Depends on what other equipment in your tank is creating water flow. you'll want probably a minimum of 5x of the total sump volume in flow to keep enough flow going through it. (nothing wrong with having more!)
and I think you're exactly right on the hole sizes in regards to what they are for.

The pipe goes on up. How far does it go up, and is it just an open pipe at the end to keep it primed?
Take a look at the "make one yourself" page on that site. Gives all the parts in detail. It only goes up an inch or so and has a small hole drilled into it. This is only there to allow air to escape for self priming.

What about the idea of placing an old wet/dry filter container in the sump to house like a refugium?
Sounds like a perfectly valid option to me. i would put the drain pipe from the tank and direct it right into that fuge area. The water will then flow through the fuge, then over into the rest of the sump, then into your return pump and back up into the main tank.

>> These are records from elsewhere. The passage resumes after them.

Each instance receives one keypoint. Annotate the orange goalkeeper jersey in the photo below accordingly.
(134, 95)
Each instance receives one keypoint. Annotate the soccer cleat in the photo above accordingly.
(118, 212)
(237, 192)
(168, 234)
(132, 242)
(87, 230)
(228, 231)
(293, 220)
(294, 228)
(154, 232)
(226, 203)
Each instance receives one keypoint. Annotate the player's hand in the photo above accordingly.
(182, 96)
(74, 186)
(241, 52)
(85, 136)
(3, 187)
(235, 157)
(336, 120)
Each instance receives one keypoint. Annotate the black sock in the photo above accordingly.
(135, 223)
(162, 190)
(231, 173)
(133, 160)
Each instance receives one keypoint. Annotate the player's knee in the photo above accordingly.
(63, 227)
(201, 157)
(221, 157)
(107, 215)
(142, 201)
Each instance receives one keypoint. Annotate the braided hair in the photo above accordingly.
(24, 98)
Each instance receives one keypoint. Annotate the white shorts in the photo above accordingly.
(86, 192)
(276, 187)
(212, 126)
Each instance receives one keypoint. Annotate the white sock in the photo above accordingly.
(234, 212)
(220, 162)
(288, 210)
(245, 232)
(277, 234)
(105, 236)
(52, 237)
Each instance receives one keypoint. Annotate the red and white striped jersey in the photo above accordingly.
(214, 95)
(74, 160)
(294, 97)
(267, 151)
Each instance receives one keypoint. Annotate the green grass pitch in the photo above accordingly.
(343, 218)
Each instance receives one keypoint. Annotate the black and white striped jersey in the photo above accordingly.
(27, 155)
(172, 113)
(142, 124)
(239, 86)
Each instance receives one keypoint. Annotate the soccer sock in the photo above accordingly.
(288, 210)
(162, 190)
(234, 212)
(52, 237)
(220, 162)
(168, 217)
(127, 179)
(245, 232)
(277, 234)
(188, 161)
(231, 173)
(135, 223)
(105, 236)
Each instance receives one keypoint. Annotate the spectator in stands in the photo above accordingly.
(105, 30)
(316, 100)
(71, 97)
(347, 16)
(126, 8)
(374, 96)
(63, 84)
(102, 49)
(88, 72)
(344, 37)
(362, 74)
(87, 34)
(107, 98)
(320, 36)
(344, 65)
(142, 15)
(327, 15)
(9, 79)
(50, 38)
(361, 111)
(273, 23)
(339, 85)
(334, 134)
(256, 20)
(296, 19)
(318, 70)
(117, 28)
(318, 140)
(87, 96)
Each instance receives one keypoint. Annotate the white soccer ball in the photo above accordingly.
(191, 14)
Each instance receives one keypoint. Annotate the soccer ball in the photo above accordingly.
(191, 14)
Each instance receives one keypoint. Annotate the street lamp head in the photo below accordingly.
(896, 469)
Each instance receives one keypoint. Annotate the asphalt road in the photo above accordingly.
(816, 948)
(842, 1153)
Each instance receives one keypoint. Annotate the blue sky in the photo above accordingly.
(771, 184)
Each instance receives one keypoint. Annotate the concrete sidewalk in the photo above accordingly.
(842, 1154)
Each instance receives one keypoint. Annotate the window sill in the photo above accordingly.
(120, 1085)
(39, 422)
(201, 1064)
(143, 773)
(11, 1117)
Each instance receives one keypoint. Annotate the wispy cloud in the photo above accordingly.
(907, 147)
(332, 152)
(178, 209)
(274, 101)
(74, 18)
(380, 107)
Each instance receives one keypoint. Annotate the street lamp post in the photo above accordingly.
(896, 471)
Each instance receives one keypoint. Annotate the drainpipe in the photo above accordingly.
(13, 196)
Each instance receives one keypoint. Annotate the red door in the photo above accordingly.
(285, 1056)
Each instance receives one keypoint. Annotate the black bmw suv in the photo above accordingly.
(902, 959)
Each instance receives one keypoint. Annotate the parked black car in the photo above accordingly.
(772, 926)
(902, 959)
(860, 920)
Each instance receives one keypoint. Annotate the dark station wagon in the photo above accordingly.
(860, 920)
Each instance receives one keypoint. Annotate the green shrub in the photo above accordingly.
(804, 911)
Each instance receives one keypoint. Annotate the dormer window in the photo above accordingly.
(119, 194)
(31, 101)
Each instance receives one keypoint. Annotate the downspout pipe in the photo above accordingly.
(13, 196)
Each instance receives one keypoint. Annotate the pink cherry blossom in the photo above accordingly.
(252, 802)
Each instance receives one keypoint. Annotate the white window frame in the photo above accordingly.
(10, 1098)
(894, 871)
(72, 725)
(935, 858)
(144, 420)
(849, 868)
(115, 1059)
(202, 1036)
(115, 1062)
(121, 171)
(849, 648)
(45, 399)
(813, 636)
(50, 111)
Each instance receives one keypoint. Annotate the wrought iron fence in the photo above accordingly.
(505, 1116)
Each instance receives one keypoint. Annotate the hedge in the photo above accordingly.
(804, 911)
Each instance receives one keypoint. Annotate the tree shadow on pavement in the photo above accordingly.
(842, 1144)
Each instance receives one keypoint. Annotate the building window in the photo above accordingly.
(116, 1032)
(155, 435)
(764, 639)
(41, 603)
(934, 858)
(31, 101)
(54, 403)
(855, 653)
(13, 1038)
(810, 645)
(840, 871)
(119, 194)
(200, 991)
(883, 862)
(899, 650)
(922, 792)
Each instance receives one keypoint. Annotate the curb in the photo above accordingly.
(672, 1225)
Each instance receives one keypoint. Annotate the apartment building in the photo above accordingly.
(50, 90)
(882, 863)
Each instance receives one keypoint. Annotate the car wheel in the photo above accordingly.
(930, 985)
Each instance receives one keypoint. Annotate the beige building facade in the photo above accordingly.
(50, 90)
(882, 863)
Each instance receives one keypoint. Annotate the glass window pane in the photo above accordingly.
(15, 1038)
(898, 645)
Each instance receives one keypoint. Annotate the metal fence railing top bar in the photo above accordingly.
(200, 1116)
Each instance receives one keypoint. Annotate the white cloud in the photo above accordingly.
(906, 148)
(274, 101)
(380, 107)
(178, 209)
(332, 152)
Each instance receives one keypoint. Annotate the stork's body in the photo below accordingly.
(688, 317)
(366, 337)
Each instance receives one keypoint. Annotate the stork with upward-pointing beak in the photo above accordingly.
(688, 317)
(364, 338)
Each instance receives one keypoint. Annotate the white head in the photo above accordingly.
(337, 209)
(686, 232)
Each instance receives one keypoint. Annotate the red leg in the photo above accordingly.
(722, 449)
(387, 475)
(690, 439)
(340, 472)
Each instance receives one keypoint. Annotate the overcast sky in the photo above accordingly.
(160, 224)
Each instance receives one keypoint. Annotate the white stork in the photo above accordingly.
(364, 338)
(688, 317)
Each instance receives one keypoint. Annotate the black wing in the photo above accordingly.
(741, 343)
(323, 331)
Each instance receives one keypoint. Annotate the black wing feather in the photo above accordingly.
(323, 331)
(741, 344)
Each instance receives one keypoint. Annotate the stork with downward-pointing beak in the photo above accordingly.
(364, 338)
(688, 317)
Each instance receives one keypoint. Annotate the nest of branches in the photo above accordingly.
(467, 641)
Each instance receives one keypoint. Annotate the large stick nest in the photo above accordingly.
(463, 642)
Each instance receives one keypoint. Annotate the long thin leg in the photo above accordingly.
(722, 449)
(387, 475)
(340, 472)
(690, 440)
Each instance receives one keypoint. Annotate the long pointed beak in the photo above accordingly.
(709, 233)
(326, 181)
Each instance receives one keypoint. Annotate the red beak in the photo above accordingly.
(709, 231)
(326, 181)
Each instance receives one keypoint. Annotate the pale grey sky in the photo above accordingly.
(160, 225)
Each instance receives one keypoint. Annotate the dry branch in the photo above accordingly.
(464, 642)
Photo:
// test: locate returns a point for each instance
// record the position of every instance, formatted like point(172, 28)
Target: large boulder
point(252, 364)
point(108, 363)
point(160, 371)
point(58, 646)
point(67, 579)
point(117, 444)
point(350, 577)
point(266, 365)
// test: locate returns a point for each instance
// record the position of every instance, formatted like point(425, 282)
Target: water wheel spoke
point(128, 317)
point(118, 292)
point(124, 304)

Also how would you know how much water to add and stuff?
I'm not sure what you mean here. if you are concerned about overflowing during a power outage then how you check for that is fill the sump about half way. Turn it on and let it run for a few minutes so that everything is doing what it should and the level in the tank and in the sump are now constant. Then mark the level in the sump somehow and turn off the power to the return pump. The water in the drain and return lines will settle into the sump and raise the sumps water level. Compare this level to the original mark and this is how much room you need to leave at the top of the sump to avoid an overflow during a power outage.